横にいるティファは、いつの間にか眠ってしまっている。クラウドがちらりと顔を横に向けると、微かな寝息を漏らす艶めかしい唇が目に入った。彼の中で、何かが疼いた。だが、すぐにそれを打ち消し、自分も目をつむる。セフィロスの呪縛から解放されて、こんな感情が湧いてくる自分が、少し怖くもあった。
2人は肩を寄せ合いながら、いつの間にか深く寝入ってしまったらしい。目を覚ますと、完全に夜が更けきっていた。
「暗いね、夜。」
コックピットから空を見上げたティファがそう言った。
「何かさ、全部飲み込んじゃいそうだよね。」
彼女の言葉が何を暗示しているのかはクラウドにはすぐ分かったが、しかし言わなかった。
「外、出よっか。」
2人は飛空艇から出た。初夏の夜風が顔に心地好い。まだ空は真っ暗のままである。が、実際はそれ程暗くない。月明かりならぬ、星の明かりが、地上には降り注いでいた。
「結構、明るいね。」
ティファは剥き出しの岩の上に腰掛けた。クラウドも横に座った。まだ、2人だけの時間は続いている。
「ねえ、クラウド。」
「ん?」
「給水塔のさ、流れ星覚えてる?」
クラウドは記憶の糸を手繰った。
「ああ・・・・。」
「あの時、どんなこと願った?あの時はお互いに内緒にしてたけど、そろそろ言わない?」
クラウドは更に記憶の糸を手繰った。流れ星に願ったこと。
「・・・・もちろん、ソルジャーになれるように、さ。

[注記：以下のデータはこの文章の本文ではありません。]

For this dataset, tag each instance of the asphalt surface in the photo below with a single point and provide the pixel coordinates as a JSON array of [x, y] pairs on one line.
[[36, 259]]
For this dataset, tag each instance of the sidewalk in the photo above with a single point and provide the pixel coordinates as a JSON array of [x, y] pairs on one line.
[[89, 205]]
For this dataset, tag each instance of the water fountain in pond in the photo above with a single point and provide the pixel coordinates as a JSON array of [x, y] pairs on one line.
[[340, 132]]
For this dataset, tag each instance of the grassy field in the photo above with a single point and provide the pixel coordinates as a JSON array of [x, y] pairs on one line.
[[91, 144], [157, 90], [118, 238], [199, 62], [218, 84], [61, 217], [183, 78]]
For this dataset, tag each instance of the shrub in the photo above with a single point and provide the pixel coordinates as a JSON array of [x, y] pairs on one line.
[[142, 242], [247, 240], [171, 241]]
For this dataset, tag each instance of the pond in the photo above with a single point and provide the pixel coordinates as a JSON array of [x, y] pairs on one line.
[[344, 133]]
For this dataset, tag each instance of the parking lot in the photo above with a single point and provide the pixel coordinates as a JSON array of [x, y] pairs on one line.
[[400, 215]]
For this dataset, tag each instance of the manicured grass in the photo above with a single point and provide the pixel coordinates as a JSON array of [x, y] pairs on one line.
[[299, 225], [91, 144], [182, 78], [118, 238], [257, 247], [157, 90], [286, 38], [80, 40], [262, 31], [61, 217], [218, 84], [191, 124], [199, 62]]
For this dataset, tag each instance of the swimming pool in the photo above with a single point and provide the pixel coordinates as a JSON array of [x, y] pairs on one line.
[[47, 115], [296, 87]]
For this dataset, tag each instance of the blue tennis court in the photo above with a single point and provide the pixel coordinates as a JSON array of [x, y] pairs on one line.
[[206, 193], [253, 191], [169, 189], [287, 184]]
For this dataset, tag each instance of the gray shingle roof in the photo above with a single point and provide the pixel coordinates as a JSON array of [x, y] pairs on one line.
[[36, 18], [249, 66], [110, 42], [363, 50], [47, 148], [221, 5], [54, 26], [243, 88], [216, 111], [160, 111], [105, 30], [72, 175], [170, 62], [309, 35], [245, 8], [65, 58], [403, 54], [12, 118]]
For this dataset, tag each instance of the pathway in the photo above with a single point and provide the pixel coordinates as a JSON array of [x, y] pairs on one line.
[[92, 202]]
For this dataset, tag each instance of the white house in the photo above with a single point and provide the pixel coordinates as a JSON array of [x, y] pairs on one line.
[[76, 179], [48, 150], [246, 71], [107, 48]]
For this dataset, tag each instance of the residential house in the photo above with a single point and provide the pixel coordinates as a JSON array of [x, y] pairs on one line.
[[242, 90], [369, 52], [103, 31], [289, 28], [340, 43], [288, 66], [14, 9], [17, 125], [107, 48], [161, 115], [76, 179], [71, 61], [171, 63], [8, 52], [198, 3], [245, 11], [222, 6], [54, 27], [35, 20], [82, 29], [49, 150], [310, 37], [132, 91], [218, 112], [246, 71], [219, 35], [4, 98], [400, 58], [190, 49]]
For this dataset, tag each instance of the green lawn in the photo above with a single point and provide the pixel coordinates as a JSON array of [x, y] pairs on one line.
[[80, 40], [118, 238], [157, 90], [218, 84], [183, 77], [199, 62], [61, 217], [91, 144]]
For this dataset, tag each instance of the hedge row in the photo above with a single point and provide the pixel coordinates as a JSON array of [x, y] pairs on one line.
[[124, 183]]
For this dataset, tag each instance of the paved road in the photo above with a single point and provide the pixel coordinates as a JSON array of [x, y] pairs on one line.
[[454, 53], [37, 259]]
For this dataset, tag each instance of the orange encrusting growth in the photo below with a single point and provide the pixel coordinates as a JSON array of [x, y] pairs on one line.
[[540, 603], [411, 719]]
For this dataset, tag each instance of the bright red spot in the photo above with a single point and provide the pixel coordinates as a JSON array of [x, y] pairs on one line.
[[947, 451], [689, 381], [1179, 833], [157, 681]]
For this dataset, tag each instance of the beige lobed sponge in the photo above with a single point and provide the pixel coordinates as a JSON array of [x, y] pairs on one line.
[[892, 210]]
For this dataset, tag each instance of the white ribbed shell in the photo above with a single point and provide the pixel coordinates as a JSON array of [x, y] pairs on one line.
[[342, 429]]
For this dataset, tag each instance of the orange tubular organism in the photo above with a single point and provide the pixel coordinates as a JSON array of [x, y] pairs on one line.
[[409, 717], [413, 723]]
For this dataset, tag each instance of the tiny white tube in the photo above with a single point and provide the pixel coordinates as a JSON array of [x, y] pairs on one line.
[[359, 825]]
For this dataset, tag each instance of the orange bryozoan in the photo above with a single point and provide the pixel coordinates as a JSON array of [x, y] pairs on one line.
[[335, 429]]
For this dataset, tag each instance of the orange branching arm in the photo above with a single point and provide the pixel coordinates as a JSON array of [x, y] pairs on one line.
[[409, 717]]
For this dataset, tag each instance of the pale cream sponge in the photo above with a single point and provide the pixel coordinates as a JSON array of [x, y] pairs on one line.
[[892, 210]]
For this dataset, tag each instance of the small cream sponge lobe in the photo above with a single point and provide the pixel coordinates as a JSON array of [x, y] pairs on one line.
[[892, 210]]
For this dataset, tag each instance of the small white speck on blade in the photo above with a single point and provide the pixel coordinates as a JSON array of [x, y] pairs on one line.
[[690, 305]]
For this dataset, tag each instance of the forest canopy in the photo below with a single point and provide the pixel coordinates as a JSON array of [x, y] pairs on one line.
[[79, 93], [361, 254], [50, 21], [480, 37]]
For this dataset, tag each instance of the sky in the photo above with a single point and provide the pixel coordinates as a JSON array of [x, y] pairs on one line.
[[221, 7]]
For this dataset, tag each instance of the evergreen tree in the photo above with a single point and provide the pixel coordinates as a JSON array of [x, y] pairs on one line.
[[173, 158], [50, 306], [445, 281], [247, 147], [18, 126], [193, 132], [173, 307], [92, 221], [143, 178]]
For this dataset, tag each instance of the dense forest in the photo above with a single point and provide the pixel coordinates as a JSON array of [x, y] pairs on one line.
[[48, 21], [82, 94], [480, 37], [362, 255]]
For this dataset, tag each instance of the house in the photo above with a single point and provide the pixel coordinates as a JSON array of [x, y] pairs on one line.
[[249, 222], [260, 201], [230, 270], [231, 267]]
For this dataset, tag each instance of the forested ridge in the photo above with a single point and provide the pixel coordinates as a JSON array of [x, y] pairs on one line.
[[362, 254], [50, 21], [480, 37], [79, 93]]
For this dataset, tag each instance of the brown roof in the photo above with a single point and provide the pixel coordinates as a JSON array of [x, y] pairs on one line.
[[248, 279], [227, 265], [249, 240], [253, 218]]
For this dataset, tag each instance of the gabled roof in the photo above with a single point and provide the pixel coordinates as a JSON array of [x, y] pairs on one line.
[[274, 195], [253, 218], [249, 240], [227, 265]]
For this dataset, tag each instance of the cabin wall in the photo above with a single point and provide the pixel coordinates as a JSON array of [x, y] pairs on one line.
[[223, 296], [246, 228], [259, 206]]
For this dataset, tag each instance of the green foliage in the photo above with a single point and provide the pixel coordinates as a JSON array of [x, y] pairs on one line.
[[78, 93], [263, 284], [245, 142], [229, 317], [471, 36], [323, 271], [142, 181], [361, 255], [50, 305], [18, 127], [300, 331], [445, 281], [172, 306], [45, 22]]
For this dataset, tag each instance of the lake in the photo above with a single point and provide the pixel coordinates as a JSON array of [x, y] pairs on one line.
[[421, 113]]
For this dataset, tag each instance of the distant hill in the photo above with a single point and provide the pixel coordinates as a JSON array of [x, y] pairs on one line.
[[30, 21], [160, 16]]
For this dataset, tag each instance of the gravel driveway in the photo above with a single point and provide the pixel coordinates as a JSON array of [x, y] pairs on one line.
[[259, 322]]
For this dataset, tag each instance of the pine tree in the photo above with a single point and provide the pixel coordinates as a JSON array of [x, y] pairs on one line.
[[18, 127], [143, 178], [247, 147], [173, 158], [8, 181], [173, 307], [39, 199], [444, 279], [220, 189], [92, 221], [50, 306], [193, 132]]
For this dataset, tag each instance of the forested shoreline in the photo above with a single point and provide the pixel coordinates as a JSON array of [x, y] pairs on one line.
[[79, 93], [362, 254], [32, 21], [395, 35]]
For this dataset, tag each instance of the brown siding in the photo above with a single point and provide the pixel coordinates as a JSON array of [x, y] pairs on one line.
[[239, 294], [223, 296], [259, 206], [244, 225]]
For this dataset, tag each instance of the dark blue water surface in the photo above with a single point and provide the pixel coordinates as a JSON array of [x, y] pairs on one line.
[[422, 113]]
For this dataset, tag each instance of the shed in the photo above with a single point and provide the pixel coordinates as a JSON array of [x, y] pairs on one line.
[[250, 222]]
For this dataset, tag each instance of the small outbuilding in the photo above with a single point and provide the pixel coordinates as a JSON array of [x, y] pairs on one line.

」
「ふ〜ん。じゃあ、私と一緒か。私も、クラウドの夢が叶うようにって。」
それきり、また黙ってしまった。しかし、その沈黙は先程までの空気と違い、どことなくぎこちなさがある。
「ごめん。ウソつくのやめた。」
不意にティファが言った。
「私ね、本当はクラウドにミッドガルになんて、行って欲しくなかった。だから、願ったの。ずっと一緒にいられるようにって。」
「・・・・オレも同じさ。」
少し間を置いて、クラウドも言った。
「都会が、ミッドガルが、怖かった。初めてティファと2人きりになれたし、離れたくないと思った。だから、願ったさ。ティファが引き止めてくれないかなって。」
だが、引き止められなかった。そして彼は、ソルジャーを目指す道へと進んだ。
「そうだったの・・・・。」
「ああ・・・・。」
2人は、互いに顔を見合わせて、少し笑った。深いところで自分たちの意志が繋がっていたことが、少し可笑しくもあった。

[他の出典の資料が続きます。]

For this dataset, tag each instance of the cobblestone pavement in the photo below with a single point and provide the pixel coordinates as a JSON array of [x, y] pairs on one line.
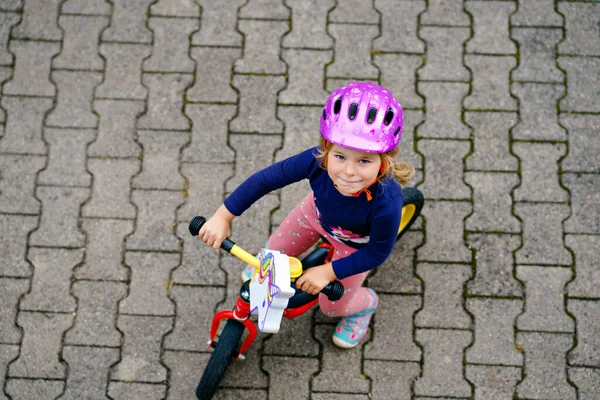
[[122, 119]]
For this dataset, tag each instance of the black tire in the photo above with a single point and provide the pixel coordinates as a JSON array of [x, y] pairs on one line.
[[413, 204], [225, 350]]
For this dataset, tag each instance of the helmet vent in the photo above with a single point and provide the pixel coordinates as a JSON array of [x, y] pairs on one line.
[[337, 106], [372, 114], [352, 111], [388, 117]]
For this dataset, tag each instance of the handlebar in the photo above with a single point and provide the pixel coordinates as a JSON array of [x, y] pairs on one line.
[[334, 290]]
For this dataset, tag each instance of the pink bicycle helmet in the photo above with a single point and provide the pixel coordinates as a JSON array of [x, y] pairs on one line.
[[363, 116]]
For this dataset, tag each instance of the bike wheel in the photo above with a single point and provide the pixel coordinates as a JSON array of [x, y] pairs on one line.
[[224, 352], [411, 209]]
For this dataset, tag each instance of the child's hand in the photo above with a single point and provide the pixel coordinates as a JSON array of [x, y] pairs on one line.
[[217, 228], [313, 280]]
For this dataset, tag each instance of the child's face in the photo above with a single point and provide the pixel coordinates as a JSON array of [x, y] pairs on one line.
[[352, 170]]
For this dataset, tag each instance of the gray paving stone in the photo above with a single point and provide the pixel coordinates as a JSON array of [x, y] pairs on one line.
[[444, 239], [133, 390], [11, 290], [58, 221], [492, 382], [399, 26], [74, 101], [536, 13], [584, 149], [442, 297], [31, 75], [396, 274], [50, 286], [17, 183], [443, 163], [442, 363], [90, 7], [491, 151], [95, 318], [491, 27], [539, 172], [88, 367], [140, 354], [165, 101], [128, 22], [115, 135], [587, 350], [80, 43], [583, 78], [545, 374], [354, 11], [492, 204], [587, 381], [155, 220], [581, 25], [538, 112], [66, 157], [547, 248], [179, 8], [23, 389], [398, 75], [160, 163], [214, 65], [585, 203], [149, 286], [587, 275], [195, 310], [7, 21], [170, 52], [537, 55], [41, 345], [494, 332], [303, 86], [331, 377], [23, 127], [393, 329], [123, 75], [443, 108], [490, 85], [219, 24], [110, 197], [290, 376], [13, 262], [444, 54], [309, 24], [494, 272], [264, 9], [104, 251], [39, 21], [352, 57]]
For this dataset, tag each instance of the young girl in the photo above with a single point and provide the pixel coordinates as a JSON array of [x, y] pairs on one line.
[[355, 203]]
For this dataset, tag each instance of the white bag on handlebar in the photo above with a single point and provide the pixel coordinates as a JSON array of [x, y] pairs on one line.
[[270, 289]]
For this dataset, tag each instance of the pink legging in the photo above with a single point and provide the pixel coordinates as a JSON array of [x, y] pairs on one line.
[[298, 232]]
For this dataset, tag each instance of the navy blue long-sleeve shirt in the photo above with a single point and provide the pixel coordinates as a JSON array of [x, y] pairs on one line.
[[370, 226]]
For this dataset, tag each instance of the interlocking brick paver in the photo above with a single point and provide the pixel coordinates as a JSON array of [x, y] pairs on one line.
[[41, 345], [128, 22], [309, 24], [545, 375], [587, 280], [492, 203], [538, 112], [50, 284], [95, 319], [123, 74], [494, 255]]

2人だけの時間は、次第に終わりへと集束し始めた。すべてを飲み込んでしまいそうな闇が、少しずつ光に食われていく。
「夜明けだ・・・・。みんな、来なかったね。」
ティファが流石に失望の色を隠せず言った。
「大丈夫。オレがみんなの分まで・・・・」
クラウドは途中で言葉を区切った。いや、区切られたという方が正しいのか。ティファの目に涙を浮かべて自分の顔を見つめる表情に、息を呑んだ。
「クラウド、わたし・・・・」
「ティファ!」
クラウドは、鍛え込まれた腕と反比例するかのごとき華奢な肩を抱き、乾いた芝生の上に押し倒した。動き始めようとしていた時は、また、止まった。日の光に食われ始めた淡い星の光だけが、その情事を静かに見つめていた。
「クラウド。見て、流れ星!」
白さを増し始めた空に、最後の流れ星が光った。
「ねえ、今、何願った?」
ティファの問いに、クラウドは笑って答えた。